Mercury Chief Executive Fraser Whineray said that the ongoing programme of investment in core assets, such as the refurbishment of Whakamaru and Aratiatia hydro stations contributed to the long-term sustainability of the business, while securing the country’s renewable energy advantage. The programme is being further advanced, with a $75 million modernisation project for Karapiro announced in January.

“We are now five of nine stations into a carefully prioritised programme of upgrades that secures Mercury’s ongoing operations for the long term, while delivering valuable capacity and efficiency improvements,” Mr Whineray said.

In the first quarter of the period, Mercury commissioned a grid-scale and grid-connected battery at its Penrose R&D centre, trialling automated trading of battery stored electricity. The trial discharged 285MWh back into the grid in the first quarter of operation.

DELIVERING CUSTOMER ADVOCACY

Mercury also advanced the ease by which customers can interact with the business through the successful launch of its Mercury Go app, which has already achieved more than 30,000 downloads.

Mercury’s focus on customer value contributed to a reduction in customer numbers of 7,000 over the period but delivered a 4% lift in the net sales yield across the mass market segment. Mercury brand trader churn, where a customer changes retailer without moving house, at 7.4%, continues to be maintained at a rate lower than the market average (8.0%).

SPOT MARKET VOLATILITY

Mr Whineray noted that the sector experienced significant spot market volatility in the period, driven by an unusual alignment of factors including multiple unplanned disruptions in New Zealand’s natural gas sector and low hydro inflows across the country.

“For context, however, the spot market still did not reach the Electricity Authority’s stress test scenario of $250/MWh for a quarter.

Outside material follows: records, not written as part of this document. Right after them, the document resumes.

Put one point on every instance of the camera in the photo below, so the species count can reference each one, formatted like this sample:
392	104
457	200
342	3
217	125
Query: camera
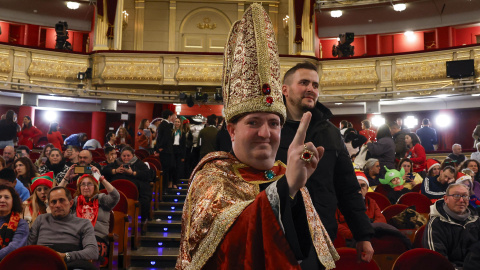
83	170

The Authority’s quarterly stress test is something that every electricity market participant’s board of directors is aware of, by design,” Mr Whineray said.

Importantly none of Mercury’s mass market customers were impacted by those spot market conditions.

Mr Whineray said there were still lessons, and opportunities for improvement in how the sector responds.

“We believe the electricity market would benefit from a much stronger disclosure regime from thermal generators concerning their fuel position and upstream gas and coal supplies, which would make it equivalent to the ability to monitor hydro positions (lake levels) which are available in real time.”

FY2019 GUIDANCE CONFIRMED

Mercury’s FY2019 EBITDAF guidance remains at $515 million with anticipated 4,150GWh of hydro generation, subject to any material events, significant one-off expenses or other unforeseeable circumstances including hydrological conditions.

FY2019 stay-in-business capital expenditure guidance remains at $95 million.

The full year ordinary dividend guidance remains at 15.5 cents per share, up 2.6% on FY2018. This would represent the 11th consecutive year of ordinary dividend growth.